Kelompok hak asasi manusia mengatakan alat -alat kepolisian prediktif, yang digunakan oleh sebagian besar pasukan polisi di Inggris, sangat tidak adil, berbahaya dan diskriminatif sehingga mereka harus dilarang.
Amnesty mengatakan data yang menggerakkan sistem prediktif dan asumsi yang mereka andalkan berasal dari praktik kepolisian “rasis” yang mapan seperti berhenti dan mencari, di mana sebagian besar berhenti menemukan tidak ada kesalahan dan yang terlalu menargetkan orang kulit hitam. Itu pada gilirannya merusak sistem kejahatan prediktif polisi mutakhir, disebut sebagai bagian dari masa depan berjuang melawan kejahatan.
Polisi mengatakan kepolisian prediktif membantu memotong kejahatan, memungkinkan petugas dan sumber daya untuk dikerahkan di tempat yang paling dibutuhkan.
Pemolisian prediktif melibatkan program komputer yang menggunakan data dan model algoritmik untuk memperkirakan di mana kejahatan paling mungkin terjadi. Itu dulunya adalah hal -hal dari fiksi dystopian, misalnya dalam Laporan Minoritas Film Steven Spielberg, tetapi merupakan alat yang semakin populer untuk penegakan hukum.

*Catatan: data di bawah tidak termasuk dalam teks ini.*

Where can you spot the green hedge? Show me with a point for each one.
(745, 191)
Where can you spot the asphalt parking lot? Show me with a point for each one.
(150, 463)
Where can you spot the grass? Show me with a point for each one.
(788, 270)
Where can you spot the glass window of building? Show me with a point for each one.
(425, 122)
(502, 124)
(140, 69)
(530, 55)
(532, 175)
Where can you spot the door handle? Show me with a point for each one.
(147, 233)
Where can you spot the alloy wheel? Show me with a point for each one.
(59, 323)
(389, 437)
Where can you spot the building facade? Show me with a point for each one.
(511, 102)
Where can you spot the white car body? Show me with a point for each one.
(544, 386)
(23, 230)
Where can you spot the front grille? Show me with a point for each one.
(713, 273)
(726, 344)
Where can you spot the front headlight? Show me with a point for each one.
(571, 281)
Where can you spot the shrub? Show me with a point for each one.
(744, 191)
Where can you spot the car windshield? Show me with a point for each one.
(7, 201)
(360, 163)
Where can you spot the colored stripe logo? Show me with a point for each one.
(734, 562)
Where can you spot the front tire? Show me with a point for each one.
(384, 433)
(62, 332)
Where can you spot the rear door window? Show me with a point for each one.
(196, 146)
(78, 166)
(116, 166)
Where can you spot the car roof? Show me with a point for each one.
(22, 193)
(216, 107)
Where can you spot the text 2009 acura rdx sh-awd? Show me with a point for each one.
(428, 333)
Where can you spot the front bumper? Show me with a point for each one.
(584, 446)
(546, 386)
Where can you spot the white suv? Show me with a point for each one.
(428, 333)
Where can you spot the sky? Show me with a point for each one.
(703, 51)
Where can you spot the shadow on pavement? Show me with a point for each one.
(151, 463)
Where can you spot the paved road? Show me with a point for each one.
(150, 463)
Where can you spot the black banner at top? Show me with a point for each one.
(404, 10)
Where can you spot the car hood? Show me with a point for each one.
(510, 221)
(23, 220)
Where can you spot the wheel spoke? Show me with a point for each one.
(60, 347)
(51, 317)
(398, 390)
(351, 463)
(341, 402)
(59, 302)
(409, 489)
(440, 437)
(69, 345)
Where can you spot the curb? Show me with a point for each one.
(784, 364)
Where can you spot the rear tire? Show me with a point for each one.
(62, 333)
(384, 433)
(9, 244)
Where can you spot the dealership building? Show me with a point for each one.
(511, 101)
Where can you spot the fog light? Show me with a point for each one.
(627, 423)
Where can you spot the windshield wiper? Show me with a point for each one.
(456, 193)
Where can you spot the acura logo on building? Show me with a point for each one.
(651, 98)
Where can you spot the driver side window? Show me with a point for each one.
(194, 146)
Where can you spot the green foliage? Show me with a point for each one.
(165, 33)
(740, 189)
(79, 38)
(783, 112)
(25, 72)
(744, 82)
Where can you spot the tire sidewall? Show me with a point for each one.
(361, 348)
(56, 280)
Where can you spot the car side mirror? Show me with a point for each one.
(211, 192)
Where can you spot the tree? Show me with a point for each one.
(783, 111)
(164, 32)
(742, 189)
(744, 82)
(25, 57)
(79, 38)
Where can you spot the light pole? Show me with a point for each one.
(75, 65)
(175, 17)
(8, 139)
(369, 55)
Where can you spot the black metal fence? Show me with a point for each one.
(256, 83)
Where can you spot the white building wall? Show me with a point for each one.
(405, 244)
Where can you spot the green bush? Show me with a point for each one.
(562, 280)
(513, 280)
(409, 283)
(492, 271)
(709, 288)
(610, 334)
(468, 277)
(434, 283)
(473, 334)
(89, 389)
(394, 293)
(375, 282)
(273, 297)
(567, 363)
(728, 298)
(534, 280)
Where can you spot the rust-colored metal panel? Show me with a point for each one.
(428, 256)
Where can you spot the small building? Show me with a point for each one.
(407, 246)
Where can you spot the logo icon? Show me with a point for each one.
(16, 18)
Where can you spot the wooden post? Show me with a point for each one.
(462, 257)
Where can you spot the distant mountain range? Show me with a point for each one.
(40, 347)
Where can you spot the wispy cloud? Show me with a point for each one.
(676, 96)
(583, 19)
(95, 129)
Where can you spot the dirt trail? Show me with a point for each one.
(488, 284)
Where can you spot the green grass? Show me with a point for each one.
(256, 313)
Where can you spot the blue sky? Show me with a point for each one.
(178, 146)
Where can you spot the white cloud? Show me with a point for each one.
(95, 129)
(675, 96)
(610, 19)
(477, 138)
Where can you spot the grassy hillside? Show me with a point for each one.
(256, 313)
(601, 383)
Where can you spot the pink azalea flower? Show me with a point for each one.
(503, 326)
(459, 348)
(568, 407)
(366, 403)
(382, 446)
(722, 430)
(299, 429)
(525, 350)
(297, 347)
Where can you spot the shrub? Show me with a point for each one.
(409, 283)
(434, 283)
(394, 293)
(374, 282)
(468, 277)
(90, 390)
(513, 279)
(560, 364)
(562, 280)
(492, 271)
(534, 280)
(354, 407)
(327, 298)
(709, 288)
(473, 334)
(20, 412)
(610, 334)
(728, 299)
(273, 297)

Amnesty mengatakan bahwa dari 45 pasukan lokal di Inggris, “32 telah menggunakan prediksi kejahatan geografis, profil atau alat prediksi risiko, dan 11 pasukan telah menggunakan prediksi individu, profil atau alat-alat prediksi risiko”.

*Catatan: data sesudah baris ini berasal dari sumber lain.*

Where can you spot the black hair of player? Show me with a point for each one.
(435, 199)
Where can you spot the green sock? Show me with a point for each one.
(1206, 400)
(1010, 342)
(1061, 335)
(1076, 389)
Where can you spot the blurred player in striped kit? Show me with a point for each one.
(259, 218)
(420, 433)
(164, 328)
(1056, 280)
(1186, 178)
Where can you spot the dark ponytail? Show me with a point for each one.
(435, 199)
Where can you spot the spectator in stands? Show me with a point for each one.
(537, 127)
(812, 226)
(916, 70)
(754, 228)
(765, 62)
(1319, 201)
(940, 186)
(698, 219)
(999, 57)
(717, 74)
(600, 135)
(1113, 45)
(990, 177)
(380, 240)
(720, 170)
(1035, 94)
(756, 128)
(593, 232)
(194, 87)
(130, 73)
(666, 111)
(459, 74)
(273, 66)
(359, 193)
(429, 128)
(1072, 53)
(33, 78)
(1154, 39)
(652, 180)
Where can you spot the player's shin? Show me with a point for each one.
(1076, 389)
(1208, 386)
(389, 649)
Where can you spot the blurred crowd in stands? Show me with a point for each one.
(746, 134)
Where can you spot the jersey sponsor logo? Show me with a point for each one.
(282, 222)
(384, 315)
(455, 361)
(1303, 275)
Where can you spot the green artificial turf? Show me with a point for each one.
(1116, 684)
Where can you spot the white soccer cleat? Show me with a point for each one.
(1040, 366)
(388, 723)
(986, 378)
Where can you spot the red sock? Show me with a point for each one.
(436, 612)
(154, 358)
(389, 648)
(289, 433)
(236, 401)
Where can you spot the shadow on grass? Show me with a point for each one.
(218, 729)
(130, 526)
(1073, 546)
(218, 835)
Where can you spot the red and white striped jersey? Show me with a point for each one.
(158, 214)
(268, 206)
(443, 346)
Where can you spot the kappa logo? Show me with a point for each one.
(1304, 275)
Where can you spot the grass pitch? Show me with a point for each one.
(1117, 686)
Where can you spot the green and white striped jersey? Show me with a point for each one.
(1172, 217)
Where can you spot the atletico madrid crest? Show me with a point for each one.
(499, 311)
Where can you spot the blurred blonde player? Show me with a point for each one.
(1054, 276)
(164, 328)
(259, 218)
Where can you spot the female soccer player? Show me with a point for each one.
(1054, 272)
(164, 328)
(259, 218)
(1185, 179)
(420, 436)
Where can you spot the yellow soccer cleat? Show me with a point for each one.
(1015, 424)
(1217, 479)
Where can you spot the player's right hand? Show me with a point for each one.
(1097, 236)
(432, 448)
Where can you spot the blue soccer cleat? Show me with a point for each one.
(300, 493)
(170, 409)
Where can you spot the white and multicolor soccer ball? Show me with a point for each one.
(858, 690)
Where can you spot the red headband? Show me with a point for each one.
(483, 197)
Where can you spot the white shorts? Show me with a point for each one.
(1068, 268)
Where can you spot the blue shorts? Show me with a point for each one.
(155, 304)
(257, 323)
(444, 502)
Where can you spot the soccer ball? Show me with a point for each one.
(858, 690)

Dalam laporannya, rasisme otomatis, yang akan dirilis pada hari Kamis, Amnesty mengatakan: “Sistem ini, pada dasarnya, merupakan metode modern profil rasial, memperkuat rasisme dan diskriminasi dalam kepolisian.

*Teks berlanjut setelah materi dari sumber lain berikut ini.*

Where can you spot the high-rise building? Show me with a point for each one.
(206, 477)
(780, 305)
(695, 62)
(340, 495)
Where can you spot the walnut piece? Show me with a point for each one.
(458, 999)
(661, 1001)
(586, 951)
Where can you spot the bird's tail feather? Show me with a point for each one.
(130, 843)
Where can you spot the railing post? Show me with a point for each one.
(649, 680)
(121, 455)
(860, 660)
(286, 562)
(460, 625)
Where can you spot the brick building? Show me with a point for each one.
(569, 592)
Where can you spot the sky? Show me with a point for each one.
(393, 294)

“Sistem ini dikembangkan dan dioperasikan menggunakan data dari pemolisian dan sistem hukum pidana. Data itu mencerminkan rasisme dan diskriminasi struktural dan institusional dalam kepolisian dan sistem hukum pidana, seperti dalam laporan intelijen polisi, data yang dicurigai, data stop-andching atau penangkapan. Ada bias yang melekat dalam data itu. “
Laporan itu mengatakan penggunaan kepolisian prediktif menyebabkan lonjakan berhenti dan mencari di Basildon, Essex, dari September 2020 hingga Maret 2021. “Pasukan itu berhenti dan mencari lebih banyak orang di Basildon daripada seluruh wilayah kepolisian. Mereka berhenti dan mencari orang kulit hitam di Basildon hampir 3,6 kali lebih banyak dari orang kulit putih … (dan) menggunakan kekuatan terhadap orang kulit hitam hampir empat kali lipat dari orang kulit putih. “
Di London, setelah Polisi Metropolitan memperkenalkan kepolisian prediktif di Lambeth pada 2020-21, daerah itu memiliki “volume stop tertinggi kedua dan pencarian semua wilayah London”, kata laporan itu.
Sistem yang digunakan oleh Polisi Avon dan Somerset memberikan skor risiko kepada individu. Satu orang yang disebut dalam laporan itu ketika David mengatakan dia telah menjadi sasaran polisi dan ditinggalkan dengan gangguan stres pasca-trauma.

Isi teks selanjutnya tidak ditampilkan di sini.